On the other hand, prey may be unprofitable because they are simply hard to catch. Humphries and Driver [36] suggested that certain erratic behaviors shown by some prey animals when attacked by a predator were not accidental but specifically evolved as antipredator devices, confusing or disorientating the predator and thus increasing the prey's reaction time. Such behaviors, which seem to have no obvious aerodynamic or physiological function, appear highly erratic and include zigzagging, looping, and spinning. Driver and Humphries suggested this occurs in a wide range of animals, calling it protean behavior [37]. Examples include noctuid and geometrid moths, which show a bewildering range of seemingly unorientated maneuvers when exposed to the ultrasonics of hunting bats, a behavior that confers a 40% selective advantage for the moths [38]. Driver and Humphries [37] suggested that the behavior is advertising that the prey is difficult to catch and therefore unprofitable. This seems to suggest that a predator might not bother to attack, or another explanation is that such behavior could result in confusion, delaying an attack by a predator and allowing the prey to escape. Certainly erratic behavior is commonly observed in many insects including moths, orthopterans, dipterans, hemipterans, and homopter-ans [37], and Marden and Chai [39] described uncharacteristic upward movements shown by butterflies escaping predation.

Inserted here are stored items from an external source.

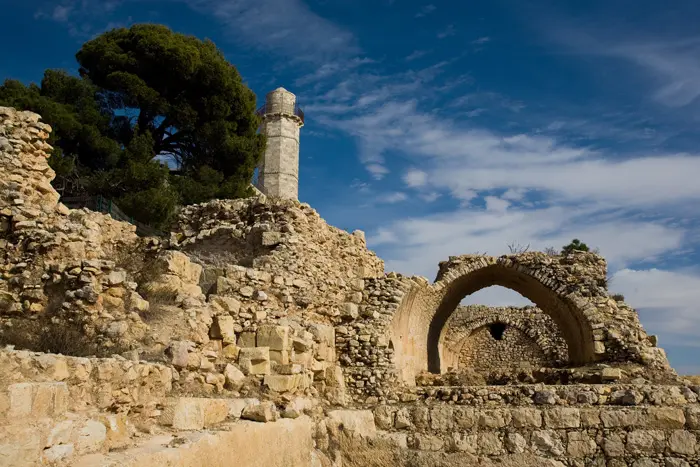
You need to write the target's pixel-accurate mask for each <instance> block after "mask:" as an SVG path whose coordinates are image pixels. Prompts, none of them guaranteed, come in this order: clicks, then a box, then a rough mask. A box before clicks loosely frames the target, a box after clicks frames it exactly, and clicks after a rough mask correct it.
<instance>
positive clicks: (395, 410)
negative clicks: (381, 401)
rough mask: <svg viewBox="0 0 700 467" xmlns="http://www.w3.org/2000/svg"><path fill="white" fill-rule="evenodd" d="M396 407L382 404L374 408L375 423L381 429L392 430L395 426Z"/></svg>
mask: <svg viewBox="0 0 700 467" xmlns="http://www.w3.org/2000/svg"><path fill="white" fill-rule="evenodd" d="M396 410H397V409H396V407H391V406H388V405H380V406H378V407H377V408H376V409H374V424H375V425H376V426H377V428H379V429H380V430H391V429H393V428H394V418H395V417H396Z"/></svg>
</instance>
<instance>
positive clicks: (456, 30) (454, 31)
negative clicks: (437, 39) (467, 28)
mask: <svg viewBox="0 0 700 467" xmlns="http://www.w3.org/2000/svg"><path fill="white" fill-rule="evenodd" d="M455 34H457V29H456V28H455V26H454V24H450V25H449V26H447V27H446V28H445V29H443V30H442V31H440V32H439V33H438V34H437V38H438V39H445V38H446V37H450V36H454V35H455Z"/></svg>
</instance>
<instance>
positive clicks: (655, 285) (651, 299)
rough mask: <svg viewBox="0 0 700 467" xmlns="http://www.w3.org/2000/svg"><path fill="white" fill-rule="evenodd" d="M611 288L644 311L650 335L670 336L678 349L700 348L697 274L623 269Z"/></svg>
mask: <svg viewBox="0 0 700 467" xmlns="http://www.w3.org/2000/svg"><path fill="white" fill-rule="evenodd" d="M611 288H612V289H614V290H615V291H616V292H619V293H622V294H623V295H624V296H625V301H626V302H627V303H629V304H630V305H632V306H634V307H635V308H637V309H638V310H640V314H641V316H642V319H643V322H644V323H645V327H647V328H648V331H649V332H651V333H658V334H662V335H664V336H668V337H669V338H670V339H669V340H668V342H669V343H674V344H675V345H694V346H698V347H700V308H698V304H699V303H700V274H698V273H697V272H693V271H690V272H686V271H665V270H660V269H648V270H634V269H622V270H620V271H618V272H617V273H616V274H615V275H614V276H613V278H612V281H611ZM674 336H675V337H674ZM663 344H664V342H661V345H662V346H663Z"/></svg>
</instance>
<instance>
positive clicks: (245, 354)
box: [238, 347, 270, 375]
mask: <svg viewBox="0 0 700 467" xmlns="http://www.w3.org/2000/svg"><path fill="white" fill-rule="evenodd" d="M238 366H239V367H241V370H242V371H243V372H244V373H245V374H248V375H268V374H270V349H269V348H268V347H243V348H242V349H241V350H240V353H239V354H238Z"/></svg>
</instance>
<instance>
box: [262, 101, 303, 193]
mask: <svg viewBox="0 0 700 467" xmlns="http://www.w3.org/2000/svg"><path fill="white" fill-rule="evenodd" d="M258 113H259V114H260V115H261V116H262V125H261V128H260V130H261V131H262V133H263V134H264V135H265V136H266V137H267V145H266V148H265V156H264V158H263V161H262V165H261V167H259V175H258V186H259V188H260V190H261V191H262V192H263V193H264V194H266V195H267V196H272V197H277V198H285V199H297V198H298V197H299V129H300V128H301V127H302V126H303V125H304V114H303V113H302V112H301V111H300V110H299V108H298V106H297V104H296V96H295V95H294V94H292V93H291V92H289V91H287V90H286V89H284V88H277V89H275V90H274V91H271V92H269V93H268V94H267V96H266V101H265V105H263V106H262V107H261V108H260V110H259V111H258Z"/></svg>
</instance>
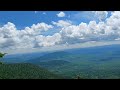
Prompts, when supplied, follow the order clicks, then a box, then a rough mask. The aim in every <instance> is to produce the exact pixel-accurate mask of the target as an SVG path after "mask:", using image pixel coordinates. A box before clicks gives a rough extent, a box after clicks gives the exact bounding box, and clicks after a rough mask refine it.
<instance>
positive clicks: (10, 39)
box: [0, 22, 53, 48]
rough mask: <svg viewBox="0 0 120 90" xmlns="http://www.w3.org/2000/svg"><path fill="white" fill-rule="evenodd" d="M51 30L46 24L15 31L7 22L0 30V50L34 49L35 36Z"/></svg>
mask: <svg viewBox="0 0 120 90" xmlns="http://www.w3.org/2000/svg"><path fill="white" fill-rule="evenodd" d="M51 28H53V26H52V25H48V24H46V23H38V24H36V25H35V24H33V25H32V26H31V27H25V29H24V30H17V29H16V27H15V25H14V24H13V23H11V22H8V23H7V24H6V25H4V26H3V27H1V28H0V48H28V47H34V42H35V36H39V35H41V33H42V32H43V31H47V30H50V29H51Z"/></svg>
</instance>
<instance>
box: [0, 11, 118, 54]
mask: <svg viewBox="0 0 120 90" xmlns="http://www.w3.org/2000/svg"><path fill="white" fill-rule="evenodd" d="M119 22H120V12H119V11H0V51H3V52H4V51H5V52H9V53H18V52H21V53H22V52H25V51H28V50H30V49H31V50H32V51H36V50H42V49H43V48H47V49H46V50H48V48H49V49H50V48H51V50H52V49H53V50H54V49H55V48H54V47H57V46H61V47H59V48H57V49H61V48H64V49H65V48H67V47H68V46H70V47H71V48H73V47H74V48H75V47H76V48H77V47H83V46H91V45H93V43H94V44H95V45H98V44H99V45H102V44H103V45H105V44H108V43H109V44H115V43H117V44H118V43H119V40H120V27H119V26H120V23H119ZM100 42H101V43H100ZM102 42H103V43H102ZM97 43H98V44H97ZM104 43H105V44H104ZM84 44H85V45H84ZM88 44H89V45H88ZM66 46H67V47H66ZM33 49H34V50H33ZM17 50H18V51H17ZM20 50H21V51H20ZM43 50H44V49H43Z"/></svg>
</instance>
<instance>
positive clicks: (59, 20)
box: [52, 20, 72, 27]
mask: <svg viewBox="0 0 120 90" xmlns="http://www.w3.org/2000/svg"><path fill="white" fill-rule="evenodd" d="M52 24H54V25H56V26H58V27H67V26H70V25H71V24H72V22H71V21H69V20H66V21H64V20H59V21H58V22H54V21H52Z"/></svg>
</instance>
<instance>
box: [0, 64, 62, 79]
mask: <svg viewBox="0 0 120 90" xmlns="http://www.w3.org/2000/svg"><path fill="white" fill-rule="evenodd" d="M62 78H63V77H62V76H59V75H56V74H53V73H52V72H50V71H48V70H46V69H44V68H41V67H39V66H35V65H32V64H27V63H25V64H0V79H62Z"/></svg>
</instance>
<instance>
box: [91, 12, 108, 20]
mask: <svg viewBox="0 0 120 90" xmlns="http://www.w3.org/2000/svg"><path fill="white" fill-rule="evenodd" d="M93 13H95V16H96V17H98V19H99V20H100V21H102V20H104V19H105V18H106V17H107V15H108V12H107V11H93Z"/></svg>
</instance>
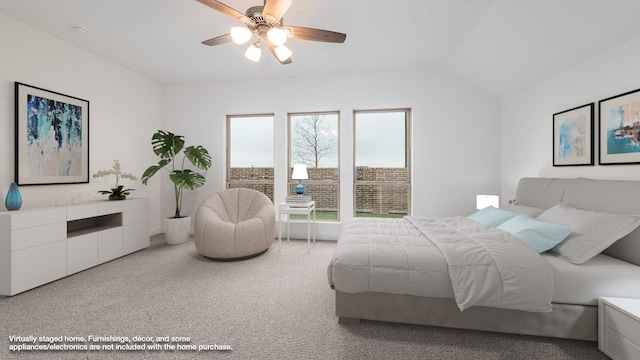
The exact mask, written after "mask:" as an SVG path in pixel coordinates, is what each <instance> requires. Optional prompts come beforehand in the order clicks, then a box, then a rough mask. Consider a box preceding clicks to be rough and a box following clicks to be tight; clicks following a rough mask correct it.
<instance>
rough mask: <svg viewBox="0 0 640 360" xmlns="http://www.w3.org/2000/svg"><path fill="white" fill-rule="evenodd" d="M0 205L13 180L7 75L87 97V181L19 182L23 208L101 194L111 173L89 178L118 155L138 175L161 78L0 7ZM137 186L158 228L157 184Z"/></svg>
mask: <svg viewBox="0 0 640 360" xmlns="http://www.w3.org/2000/svg"><path fill="white" fill-rule="evenodd" d="M0 44H1V48H0V50H1V54H2V55H1V56H0V125H1V126H2V127H1V129H2V131H0V154H1V155H0V159H1V161H0V197H1V199H2V200H3V201H2V205H0V209H4V198H5V196H6V192H7V189H8V188H9V185H10V184H11V183H12V182H13V181H14V156H15V155H14V154H15V152H14V134H15V126H14V121H15V109H14V82H15V81H18V82H21V83H25V84H28V85H32V86H35V87H40V88H44V89H47V90H51V91H55V92H59V93H62V94H66V95H70V96H74V97H78V98H81V99H85V100H88V101H89V107H90V118H89V121H90V124H89V129H90V143H89V144H90V159H89V165H90V168H89V175H90V183H89V184H77V185H39V186H21V187H20V192H21V194H22V200H23V207H24V208H29V207H37V206H49V205H56V204H65V203H67V204H68V203H71V202H72V200H76V199H80V200H90V199H102V198H104V196H102V195H99V194H98V193H97V191H98V190H101V189H109V188H111V187H113V186H114V185H115V178H114V177H110V178H99V179H93V178H91V175H92V174H93V173H95V172H96V171H98V170H102V169H108V168H110V167H111V166H112V164H113V160H116V159H118V160H120V162H121V164H122V167H123V170H124V171H126V172H132V173H134V174H136V175H137V176H138V177H139V176H140V175H141V174H142V172H143V171H144V169H145V168H146V167H147V166H148V165H150V164H151V163H152V161H154V158H153V157H152V155H153V153H152V152H151V145H150V138H151V134H152V133H153V131H155V129H156V128H157V127H159V126H160V121H161V107H160V104H161V96H162V91H161V87H160V84H158V83H156V82H154V81H151V80H149V79H147V78H144V77H142V76H140V75H138V74H136V73H133V72H131V71H129V70H127V69H125V68H122V67H120V66H117V65H115V64H113V63H111V62H109V61H106V60H104V59H102V58H100V57H98V56H95V55H93V54H91V53H88V52H86V51H84V50H81V49H79V48H77V47H75V46H73V45H70V44H68V43H66V42H63V41H61V40H59V39H57V38H55V37H52V36H50V35H48V34H45V33H43V32H41V31H39V30H36V29H34V28H32V27H30V26H27V25H25V24H23V23H21V22H18V21H16V20H14V19H12V18H9V17H7V16H5V15H3V14H0ZM124 185H127V186H130V187H133V188H135V189H136V191H135V192H133V194H132V195H133V196H148V197H150V199H151V209H152V214H151V215H152V219H151V221H150V226H151V228H152V231H154V230H153V229H155V231H156V232H157V231H159V230H160V226H161V222H160V221H161V220H160V219H161V216H160V210H159V207H160V206H159V199H158V197H157V196H156V193H158V192H159V185H155V189H154V186H153V185H152V186H150V187H145V186H144V185H142V183H140V182H139V181H137V182H130V181H127V180H125V182H124Z"/></svg>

Animals may even evolve morphological signals to reinforce or replace their behavioral ones that indicate they are hard to catch, which would help dissuade predators from attacking them. Of course, possession by one species of these signals can then lead to the evolution of such signals in other species, to produce what Srygley [40] has termed escape mimicry. There do not appear to be any clear examples of escape mimicry involving two or more species that are all hard to catch, though several candidates among tropical butterflies have been put forward [40]. However, an example in which an easy-to-catch mimic resembles a hard-to-catch model was given by Hespenheide [41]. He described an unusual and novel case of mimicry in which a group of Central American beetles, mostly weevils from the subfamily Zygopinae, mimic agile flies, notably robust-bodied species, such as tachinids, muscids, and tabanids. The weevils share common color patterns with the flies, which are unlike those of other beetles, none of which is considered distasteful. The weevils and flies share a behavioral characteristic that puts them in close association spatially; most perch on the same relatively isolated and exposed tree boles at midelevation in the canopy. Hespenheide [41] estimated that flies accounted for between 65 to 70% of flying insects in the area, and yet work carried out on the diet of neotropical birds found that flies, particularly robust-bodied species, formed a very small proportion of their diet. Hespenheide hypothesized, therefore, that the mimicry was based not on distastefulness but on the speed and maneuverability of the flies, which advertise they are difficult to catch. Gibson [42,43], in a series of experiments on captive birds, showed that escape mimicry is potentially plausible since over a period of several days, two species of birds both learned to avoid models of evasive prey and were also confused by escape mimics. However, Brower [10] wrote that erratic flight as an aversion tactic employed by insects and their Batesian mimics is unlikely to result in long-term learning by a predator, and so he was skeptical that such escape mimicry could evolve.